Previously, U.S. companies were forced to share their technology with Chinese companies in order to access the Chinese market or obtain licenses and administrative approvals. This resulted in several protests from U.S. companies, calling for stricter protection of copyrights and patents. In Phase One, China has committed to removing such policies, as well as ceasing to support “outbound investment aimed at acquiring foreign technology.” 
However, the deal fails to effectively address several significant issues on both sides. First, China’s “Made in China 2025” plan threatens American technology; the program is intended to help the growth of Chinese tech companies, but Washington claims this is solely due to unfair government subsidies. Second, the U.S. has been encouraging its allies to boycott the Chinese tech company Huawei as a result of the trade war. The deal does not acknowledge this problem, which means the Huawei ban will continue. And finally, what is missing from the deal, as aforementioned, is enforcement. With no rules on interpretation and violation, any hope of success is fleeting. 
Therefore, it should come as no surprise that magazines such as The New Yorker lament the ambiguity of Phase One, which leaves uncertain the fate of future negotiation. The deal seems, as Business Insider puts it, “designed to implode.” The vague language, for one, renders its terms “squishy” and “fungible.” In addition, the Democratic party does not even approve of the deal; this ascertains failure should the “political winds” shift positions. 
National Review magazine finds the lack of enforcement especially concerning, since any attempts at imposing these rules on China will likely implode on the U.S. The Trump “will likely accept continued malfeasance (on technology theft, for example), in order to protect the trade balance.” The conservative magazine worries that this, as well as the questionable focus on agricultural exports, gives China too much of an advantage on the U.S. 

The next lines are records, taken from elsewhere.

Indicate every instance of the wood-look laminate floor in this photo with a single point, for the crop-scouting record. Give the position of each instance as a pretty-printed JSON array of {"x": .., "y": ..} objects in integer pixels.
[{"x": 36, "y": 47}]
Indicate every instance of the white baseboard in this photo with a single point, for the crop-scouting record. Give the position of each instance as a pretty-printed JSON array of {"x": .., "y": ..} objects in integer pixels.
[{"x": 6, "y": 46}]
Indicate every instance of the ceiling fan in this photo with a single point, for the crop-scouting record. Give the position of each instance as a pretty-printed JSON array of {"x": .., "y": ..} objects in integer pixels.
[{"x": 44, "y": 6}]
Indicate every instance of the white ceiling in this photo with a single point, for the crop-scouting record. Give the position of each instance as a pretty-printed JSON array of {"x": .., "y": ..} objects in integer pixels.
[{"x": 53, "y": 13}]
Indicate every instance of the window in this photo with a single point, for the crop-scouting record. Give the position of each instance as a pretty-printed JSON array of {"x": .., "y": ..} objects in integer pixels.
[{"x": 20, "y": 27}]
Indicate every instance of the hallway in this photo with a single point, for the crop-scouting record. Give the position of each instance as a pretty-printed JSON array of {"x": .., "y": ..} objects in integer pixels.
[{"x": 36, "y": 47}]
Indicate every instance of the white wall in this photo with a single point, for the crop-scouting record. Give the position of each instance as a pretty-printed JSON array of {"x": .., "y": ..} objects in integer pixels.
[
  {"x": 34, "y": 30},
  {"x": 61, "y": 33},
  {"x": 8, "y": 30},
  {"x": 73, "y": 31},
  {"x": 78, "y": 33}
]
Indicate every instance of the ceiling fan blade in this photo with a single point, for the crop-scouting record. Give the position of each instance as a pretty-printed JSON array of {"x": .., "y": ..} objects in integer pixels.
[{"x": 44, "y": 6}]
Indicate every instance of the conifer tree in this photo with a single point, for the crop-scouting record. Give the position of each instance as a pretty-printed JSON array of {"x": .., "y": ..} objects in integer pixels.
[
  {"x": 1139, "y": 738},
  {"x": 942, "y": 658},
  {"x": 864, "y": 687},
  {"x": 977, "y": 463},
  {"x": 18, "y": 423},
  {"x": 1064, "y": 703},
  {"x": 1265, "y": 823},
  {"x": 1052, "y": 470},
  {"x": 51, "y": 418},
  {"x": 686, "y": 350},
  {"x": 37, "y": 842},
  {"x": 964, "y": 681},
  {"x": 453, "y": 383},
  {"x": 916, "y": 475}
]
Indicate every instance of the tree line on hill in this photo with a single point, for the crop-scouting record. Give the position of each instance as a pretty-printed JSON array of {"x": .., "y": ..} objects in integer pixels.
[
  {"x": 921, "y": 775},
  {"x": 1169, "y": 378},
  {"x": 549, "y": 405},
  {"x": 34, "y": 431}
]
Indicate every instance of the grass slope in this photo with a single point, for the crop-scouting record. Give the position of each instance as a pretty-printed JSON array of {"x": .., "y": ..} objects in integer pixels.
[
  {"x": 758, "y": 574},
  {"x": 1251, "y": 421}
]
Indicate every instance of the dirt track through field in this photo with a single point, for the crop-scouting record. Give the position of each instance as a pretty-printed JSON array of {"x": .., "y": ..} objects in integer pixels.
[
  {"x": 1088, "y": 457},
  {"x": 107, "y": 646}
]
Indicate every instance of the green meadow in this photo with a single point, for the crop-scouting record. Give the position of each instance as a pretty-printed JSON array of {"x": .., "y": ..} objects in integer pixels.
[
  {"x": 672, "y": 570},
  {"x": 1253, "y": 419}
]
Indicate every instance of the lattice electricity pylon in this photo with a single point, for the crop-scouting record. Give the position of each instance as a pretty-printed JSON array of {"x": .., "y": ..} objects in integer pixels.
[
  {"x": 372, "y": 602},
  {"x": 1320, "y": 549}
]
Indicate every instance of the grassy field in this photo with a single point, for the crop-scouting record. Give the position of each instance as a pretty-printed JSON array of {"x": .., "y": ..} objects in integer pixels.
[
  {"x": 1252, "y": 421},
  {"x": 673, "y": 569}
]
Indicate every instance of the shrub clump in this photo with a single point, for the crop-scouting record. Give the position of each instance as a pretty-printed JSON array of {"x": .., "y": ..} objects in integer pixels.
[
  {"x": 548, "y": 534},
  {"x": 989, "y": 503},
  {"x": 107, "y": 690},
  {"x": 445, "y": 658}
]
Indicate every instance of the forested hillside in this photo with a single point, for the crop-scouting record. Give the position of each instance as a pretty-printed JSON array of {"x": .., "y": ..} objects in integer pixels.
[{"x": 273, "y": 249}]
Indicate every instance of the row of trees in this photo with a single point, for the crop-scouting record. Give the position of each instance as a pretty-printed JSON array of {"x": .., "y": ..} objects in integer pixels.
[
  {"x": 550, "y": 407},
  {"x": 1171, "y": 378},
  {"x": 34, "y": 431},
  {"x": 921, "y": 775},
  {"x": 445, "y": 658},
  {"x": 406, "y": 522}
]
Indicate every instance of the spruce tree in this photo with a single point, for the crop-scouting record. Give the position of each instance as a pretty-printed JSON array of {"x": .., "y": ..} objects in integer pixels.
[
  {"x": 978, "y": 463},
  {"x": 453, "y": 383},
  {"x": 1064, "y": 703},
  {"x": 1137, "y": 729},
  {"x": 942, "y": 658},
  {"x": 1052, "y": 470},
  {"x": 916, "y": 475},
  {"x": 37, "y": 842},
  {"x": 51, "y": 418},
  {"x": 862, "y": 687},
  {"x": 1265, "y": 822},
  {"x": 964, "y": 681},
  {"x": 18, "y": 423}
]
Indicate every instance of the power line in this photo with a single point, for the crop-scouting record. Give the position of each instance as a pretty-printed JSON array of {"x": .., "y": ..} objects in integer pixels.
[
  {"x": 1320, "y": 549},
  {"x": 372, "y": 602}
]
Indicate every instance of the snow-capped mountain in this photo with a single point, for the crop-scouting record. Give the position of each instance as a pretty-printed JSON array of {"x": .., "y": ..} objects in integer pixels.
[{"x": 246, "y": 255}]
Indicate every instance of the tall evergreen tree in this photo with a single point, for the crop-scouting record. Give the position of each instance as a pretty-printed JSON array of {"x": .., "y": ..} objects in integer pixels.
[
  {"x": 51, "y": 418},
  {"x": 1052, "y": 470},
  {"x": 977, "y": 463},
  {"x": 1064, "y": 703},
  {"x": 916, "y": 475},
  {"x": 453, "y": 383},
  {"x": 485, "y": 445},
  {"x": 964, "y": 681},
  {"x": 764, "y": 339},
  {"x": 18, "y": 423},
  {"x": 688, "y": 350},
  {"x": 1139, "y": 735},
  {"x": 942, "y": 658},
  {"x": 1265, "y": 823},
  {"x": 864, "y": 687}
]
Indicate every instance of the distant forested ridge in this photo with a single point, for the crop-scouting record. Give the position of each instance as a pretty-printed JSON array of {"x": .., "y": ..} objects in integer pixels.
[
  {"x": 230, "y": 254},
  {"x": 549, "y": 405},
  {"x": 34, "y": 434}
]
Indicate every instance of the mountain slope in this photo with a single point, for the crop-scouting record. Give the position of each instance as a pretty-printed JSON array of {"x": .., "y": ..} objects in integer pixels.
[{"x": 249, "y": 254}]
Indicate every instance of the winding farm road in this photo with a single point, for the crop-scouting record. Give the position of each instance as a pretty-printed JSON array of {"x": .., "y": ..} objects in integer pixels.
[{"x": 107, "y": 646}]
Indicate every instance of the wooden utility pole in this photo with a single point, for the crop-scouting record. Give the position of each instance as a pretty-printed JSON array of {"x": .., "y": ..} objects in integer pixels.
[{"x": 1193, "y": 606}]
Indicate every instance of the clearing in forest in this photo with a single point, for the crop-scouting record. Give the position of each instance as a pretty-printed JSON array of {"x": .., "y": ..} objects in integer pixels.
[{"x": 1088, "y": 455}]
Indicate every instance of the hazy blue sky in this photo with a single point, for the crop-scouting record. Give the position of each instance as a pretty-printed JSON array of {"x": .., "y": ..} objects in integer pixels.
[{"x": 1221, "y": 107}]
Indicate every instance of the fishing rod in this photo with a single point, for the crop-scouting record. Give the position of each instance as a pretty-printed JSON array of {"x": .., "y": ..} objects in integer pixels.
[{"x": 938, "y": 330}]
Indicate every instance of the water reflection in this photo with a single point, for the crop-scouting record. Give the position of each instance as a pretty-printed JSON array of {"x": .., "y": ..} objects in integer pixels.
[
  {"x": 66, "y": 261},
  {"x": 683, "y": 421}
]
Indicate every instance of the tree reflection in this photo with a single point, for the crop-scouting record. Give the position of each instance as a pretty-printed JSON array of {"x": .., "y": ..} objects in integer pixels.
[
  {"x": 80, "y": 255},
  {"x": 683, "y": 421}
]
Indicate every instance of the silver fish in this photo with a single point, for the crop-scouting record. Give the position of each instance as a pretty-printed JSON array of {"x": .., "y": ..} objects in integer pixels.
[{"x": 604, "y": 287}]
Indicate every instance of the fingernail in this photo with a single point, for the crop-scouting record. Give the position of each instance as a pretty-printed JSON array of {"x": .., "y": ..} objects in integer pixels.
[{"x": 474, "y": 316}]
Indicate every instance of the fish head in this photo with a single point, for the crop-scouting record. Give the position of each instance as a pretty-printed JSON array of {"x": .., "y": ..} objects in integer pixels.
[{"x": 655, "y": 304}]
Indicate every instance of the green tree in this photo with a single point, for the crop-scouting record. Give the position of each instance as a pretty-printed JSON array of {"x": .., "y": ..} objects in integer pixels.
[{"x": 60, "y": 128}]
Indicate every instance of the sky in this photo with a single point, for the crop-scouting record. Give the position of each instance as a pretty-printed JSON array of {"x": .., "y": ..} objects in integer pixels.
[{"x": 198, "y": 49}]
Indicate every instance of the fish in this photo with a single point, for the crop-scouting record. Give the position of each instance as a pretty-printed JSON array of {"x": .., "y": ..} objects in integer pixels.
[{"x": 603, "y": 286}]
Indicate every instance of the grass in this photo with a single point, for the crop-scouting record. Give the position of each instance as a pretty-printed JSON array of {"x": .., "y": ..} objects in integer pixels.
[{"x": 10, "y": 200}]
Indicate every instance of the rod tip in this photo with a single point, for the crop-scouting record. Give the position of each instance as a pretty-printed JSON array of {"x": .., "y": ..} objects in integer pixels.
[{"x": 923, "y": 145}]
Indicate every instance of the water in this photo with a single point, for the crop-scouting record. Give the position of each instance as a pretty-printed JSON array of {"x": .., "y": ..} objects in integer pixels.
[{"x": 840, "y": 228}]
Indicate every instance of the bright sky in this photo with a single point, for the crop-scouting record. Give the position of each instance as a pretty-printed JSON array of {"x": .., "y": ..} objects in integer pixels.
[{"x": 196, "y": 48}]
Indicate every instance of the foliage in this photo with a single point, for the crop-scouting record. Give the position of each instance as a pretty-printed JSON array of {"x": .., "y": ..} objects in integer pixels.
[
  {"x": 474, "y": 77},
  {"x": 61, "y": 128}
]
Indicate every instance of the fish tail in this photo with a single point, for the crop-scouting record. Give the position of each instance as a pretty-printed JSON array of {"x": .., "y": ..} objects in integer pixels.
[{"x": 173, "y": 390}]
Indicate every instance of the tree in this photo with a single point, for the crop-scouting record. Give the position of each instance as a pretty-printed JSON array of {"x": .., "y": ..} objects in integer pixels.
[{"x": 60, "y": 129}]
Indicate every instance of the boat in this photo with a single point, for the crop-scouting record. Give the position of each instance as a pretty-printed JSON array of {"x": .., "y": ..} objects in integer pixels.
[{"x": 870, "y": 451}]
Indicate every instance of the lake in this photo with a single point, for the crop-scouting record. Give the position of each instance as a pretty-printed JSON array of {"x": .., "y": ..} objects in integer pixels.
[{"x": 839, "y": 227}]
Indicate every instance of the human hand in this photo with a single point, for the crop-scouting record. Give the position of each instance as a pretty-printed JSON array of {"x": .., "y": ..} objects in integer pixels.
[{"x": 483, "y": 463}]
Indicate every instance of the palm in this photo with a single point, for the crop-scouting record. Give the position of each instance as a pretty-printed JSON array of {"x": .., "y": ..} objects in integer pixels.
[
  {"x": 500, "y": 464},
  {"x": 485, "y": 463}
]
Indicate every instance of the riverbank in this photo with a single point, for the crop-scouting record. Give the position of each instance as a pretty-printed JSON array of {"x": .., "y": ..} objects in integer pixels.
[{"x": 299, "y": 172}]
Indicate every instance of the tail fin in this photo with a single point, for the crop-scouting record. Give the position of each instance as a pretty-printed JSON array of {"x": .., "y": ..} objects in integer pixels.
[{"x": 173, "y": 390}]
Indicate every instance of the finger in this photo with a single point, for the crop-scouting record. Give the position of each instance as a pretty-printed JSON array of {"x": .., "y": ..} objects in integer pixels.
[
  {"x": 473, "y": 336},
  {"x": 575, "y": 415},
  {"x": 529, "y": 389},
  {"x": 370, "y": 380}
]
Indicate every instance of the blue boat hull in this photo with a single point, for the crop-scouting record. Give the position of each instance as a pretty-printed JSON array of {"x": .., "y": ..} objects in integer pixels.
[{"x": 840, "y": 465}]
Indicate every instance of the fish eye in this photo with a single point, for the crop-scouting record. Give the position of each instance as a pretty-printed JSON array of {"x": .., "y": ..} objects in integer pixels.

On the other hand, Trump’s chief economic adviser, Larry Kudlow, deems this deal “historic” and hopes it will “help grow our economy faster.”  Kudlow promises they have established “very strong enforcement provisions” and “will take proportionate actions” if China violates the deal in any way. He and the rest of Trump’s administration seem to feel confident in its success. However, although the deal signifies an attempt to compromise between the nations, the media’s valid speculations on potential disastrous consequences show skepticism about the deal’s actual effectiveness. The public will continue to hold its breath and hope both governments will work sensibly towards an agreeable outcome to this rocky trade relationship — for the sake of both economies.